Captchas and Crowdsourcing: These two topics were the focus of discussion in Dissecting the Internet last week.
On Tuesday, I was introduced to captchas. I always knew what they were. I can not even count how many times I have had to type out the letters in a captcha before completing forms on the internet, but I never knew what they were called or their unique purposes. By watching two videos of the man who created captchas and the company reCAPTCHA, I felt pretty knowledgeable on the subject. Captchas are used to prove that the internet user filling out a form over the computer is indeed a human, rather than a computer program designed to fill out multiple forms or buy multiple tickets for an event online. Computers are not yet advanced enough to actually read the words hidden in these Captchas. Unfortunately, these Captchas waste internet users valuable time, so the inventor created a company that makes the time spent filling out Captchas productive. The program reCAPTCHA decided to put two words on Captchas. One word is a word that the website already knows the answer to; therefore, it can still prove that a human is filling out the form. The other word is a word unrecognized by the computer when it was pulled from a book that someone attempted to scan. By filling out this second word, internet users help computers fill in the blanks of books when computers cannot recognize a word. When multiple people match the same text with a word the computer was unable to recognized, it is deemed as correct.
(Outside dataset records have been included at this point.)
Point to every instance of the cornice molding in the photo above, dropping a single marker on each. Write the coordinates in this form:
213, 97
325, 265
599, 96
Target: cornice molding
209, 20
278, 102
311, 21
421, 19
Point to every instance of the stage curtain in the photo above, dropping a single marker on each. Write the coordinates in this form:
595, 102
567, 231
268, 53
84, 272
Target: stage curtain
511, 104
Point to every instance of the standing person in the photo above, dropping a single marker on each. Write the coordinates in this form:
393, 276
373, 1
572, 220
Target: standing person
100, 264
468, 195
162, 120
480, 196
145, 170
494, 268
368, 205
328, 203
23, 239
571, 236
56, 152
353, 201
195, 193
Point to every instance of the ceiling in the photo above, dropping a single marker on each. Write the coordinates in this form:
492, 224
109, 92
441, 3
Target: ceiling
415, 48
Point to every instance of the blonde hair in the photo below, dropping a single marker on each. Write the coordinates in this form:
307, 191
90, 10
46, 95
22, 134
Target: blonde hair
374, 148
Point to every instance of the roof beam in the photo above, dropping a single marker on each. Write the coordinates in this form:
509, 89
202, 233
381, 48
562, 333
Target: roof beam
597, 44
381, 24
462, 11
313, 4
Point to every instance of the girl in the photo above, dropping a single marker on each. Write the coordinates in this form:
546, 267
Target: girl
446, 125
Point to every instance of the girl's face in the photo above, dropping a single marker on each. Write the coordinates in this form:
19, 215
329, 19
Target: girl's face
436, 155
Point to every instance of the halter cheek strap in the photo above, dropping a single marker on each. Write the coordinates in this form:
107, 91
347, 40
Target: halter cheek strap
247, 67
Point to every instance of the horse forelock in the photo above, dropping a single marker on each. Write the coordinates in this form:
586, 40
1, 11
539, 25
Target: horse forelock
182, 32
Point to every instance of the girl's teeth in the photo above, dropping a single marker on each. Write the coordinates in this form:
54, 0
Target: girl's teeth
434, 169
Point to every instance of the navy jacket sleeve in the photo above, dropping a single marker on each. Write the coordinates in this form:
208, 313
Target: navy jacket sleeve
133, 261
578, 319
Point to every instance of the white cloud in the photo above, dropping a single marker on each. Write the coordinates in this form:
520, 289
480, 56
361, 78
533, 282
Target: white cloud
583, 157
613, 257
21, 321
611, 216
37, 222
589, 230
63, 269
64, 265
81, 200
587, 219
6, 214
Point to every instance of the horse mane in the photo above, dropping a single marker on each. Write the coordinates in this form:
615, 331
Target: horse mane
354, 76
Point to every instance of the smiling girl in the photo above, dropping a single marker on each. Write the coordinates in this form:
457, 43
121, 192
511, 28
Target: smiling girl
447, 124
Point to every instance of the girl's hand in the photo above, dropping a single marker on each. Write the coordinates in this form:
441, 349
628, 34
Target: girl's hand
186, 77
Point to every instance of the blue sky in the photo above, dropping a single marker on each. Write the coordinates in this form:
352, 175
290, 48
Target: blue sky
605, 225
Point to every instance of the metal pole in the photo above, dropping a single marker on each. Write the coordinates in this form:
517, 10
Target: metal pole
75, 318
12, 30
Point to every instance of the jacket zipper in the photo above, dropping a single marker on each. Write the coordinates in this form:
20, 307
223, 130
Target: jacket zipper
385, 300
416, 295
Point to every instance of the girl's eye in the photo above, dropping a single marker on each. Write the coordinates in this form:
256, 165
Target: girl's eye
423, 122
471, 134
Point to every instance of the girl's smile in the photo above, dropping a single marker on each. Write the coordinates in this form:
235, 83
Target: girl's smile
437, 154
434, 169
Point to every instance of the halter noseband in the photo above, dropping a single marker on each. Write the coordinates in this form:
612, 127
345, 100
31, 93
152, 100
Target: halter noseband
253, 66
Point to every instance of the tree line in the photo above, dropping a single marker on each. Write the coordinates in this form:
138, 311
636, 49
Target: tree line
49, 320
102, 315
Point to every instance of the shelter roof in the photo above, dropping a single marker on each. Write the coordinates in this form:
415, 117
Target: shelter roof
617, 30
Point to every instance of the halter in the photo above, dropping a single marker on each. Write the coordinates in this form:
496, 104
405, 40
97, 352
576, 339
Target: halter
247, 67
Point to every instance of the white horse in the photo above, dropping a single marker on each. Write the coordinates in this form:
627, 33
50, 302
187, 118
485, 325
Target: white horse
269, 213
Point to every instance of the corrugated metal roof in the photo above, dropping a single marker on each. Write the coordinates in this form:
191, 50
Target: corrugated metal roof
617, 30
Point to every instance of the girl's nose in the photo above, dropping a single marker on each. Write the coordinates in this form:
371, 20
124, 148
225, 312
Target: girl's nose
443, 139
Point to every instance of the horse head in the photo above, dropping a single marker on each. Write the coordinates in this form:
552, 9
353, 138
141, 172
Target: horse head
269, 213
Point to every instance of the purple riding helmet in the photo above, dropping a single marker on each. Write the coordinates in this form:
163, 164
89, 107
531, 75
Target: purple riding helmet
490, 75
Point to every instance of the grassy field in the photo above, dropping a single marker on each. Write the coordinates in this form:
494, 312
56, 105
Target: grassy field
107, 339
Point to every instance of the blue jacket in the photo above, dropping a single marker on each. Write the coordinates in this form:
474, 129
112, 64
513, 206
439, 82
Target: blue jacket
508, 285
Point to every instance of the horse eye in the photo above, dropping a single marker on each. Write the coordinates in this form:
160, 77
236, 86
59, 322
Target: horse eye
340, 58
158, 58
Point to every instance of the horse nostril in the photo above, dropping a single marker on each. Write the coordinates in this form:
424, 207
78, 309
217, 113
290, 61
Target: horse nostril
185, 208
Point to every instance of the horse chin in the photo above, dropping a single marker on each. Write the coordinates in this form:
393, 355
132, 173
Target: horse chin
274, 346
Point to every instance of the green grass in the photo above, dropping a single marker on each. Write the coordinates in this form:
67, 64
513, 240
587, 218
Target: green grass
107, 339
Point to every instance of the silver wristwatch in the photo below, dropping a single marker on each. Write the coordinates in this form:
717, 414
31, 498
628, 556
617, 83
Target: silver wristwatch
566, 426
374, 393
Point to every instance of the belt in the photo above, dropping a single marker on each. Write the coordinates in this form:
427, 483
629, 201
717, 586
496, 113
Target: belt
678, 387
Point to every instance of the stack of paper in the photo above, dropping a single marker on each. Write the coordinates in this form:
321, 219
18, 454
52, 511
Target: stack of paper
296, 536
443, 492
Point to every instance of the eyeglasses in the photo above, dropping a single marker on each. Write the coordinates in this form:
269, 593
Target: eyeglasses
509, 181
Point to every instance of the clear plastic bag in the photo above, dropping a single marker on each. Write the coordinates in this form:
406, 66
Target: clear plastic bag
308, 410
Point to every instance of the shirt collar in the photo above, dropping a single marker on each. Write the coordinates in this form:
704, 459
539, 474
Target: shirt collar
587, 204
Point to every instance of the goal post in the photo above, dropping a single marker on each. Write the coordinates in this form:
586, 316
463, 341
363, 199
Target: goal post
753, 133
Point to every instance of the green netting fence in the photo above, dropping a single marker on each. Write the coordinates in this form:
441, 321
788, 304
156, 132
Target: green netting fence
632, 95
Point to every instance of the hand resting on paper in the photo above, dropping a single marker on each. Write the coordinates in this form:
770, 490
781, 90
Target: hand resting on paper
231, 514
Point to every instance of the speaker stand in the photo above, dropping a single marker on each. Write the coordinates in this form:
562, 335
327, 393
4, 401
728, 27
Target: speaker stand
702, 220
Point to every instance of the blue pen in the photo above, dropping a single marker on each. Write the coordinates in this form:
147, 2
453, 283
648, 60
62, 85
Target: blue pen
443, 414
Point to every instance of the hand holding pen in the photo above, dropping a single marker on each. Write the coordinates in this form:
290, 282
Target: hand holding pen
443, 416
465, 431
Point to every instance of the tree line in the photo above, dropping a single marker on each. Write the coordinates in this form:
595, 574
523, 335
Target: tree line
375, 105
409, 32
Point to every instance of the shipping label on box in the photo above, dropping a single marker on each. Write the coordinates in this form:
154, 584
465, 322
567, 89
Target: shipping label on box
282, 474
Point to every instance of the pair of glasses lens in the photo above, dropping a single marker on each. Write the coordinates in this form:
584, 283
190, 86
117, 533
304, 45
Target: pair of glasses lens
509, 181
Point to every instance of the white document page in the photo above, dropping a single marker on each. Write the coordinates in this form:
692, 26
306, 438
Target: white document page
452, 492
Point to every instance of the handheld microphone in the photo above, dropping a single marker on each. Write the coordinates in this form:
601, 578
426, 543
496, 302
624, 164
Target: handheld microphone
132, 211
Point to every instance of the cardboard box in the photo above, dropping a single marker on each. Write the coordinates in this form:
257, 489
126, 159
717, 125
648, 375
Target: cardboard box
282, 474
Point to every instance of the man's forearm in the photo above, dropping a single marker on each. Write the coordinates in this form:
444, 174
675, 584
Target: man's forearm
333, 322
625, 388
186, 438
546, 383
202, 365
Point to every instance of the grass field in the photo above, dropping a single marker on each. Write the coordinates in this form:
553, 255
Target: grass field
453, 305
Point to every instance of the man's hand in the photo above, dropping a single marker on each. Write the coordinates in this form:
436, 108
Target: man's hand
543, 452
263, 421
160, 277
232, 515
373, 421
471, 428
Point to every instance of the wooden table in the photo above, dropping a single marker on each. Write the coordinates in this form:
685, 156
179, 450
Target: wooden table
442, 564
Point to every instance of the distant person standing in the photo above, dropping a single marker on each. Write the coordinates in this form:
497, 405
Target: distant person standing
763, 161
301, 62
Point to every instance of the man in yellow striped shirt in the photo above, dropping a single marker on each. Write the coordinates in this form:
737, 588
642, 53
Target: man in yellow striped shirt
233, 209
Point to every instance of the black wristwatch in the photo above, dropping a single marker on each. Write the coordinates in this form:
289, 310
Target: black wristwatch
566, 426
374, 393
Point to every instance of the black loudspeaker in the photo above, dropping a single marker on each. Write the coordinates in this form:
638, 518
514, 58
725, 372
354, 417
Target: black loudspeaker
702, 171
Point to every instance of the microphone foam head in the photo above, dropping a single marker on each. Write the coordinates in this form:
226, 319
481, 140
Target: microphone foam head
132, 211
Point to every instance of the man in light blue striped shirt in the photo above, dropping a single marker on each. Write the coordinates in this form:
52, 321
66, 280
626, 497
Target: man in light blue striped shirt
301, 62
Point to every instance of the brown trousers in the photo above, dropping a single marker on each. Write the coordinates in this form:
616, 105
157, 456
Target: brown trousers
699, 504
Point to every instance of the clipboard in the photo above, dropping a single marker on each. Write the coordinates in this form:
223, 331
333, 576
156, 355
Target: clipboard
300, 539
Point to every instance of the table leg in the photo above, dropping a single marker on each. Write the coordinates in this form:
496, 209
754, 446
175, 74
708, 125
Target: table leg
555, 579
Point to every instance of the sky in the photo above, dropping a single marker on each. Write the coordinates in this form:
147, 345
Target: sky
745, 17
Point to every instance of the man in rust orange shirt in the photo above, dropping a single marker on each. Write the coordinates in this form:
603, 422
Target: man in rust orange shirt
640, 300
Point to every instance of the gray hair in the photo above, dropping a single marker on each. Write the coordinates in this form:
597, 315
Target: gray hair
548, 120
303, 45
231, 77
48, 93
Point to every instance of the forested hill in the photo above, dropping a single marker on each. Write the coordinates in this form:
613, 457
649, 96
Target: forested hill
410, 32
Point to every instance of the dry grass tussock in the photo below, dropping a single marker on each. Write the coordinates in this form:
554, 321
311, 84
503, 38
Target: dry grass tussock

These videos led into the class's discussion on crowdsourcing, which is when people are asked to voice their opinion on a particular subject. On Tuesday, we played crowdsourcing games on the computer, which were kind of addicting. I definitely played on that website a few times back in my dorm. We were then instructed to come up with ideas of crowdsourcing activities in groups for Thursday's class. These activities turned out to be quite interesting. We had examples of crowdsourcing ranging from the Human Knot to arranging ourselves silently based on the UNO Cards taped to our backs. My favorite activity would have to have been Josh and Chris's game, simply because we got to eat food! Yum!
This week it looks like we will be talking about Cloud Computing. Even after reading the Wikipedia explanation, I still have no idea what this is, so I am interested in learning about tomorrow!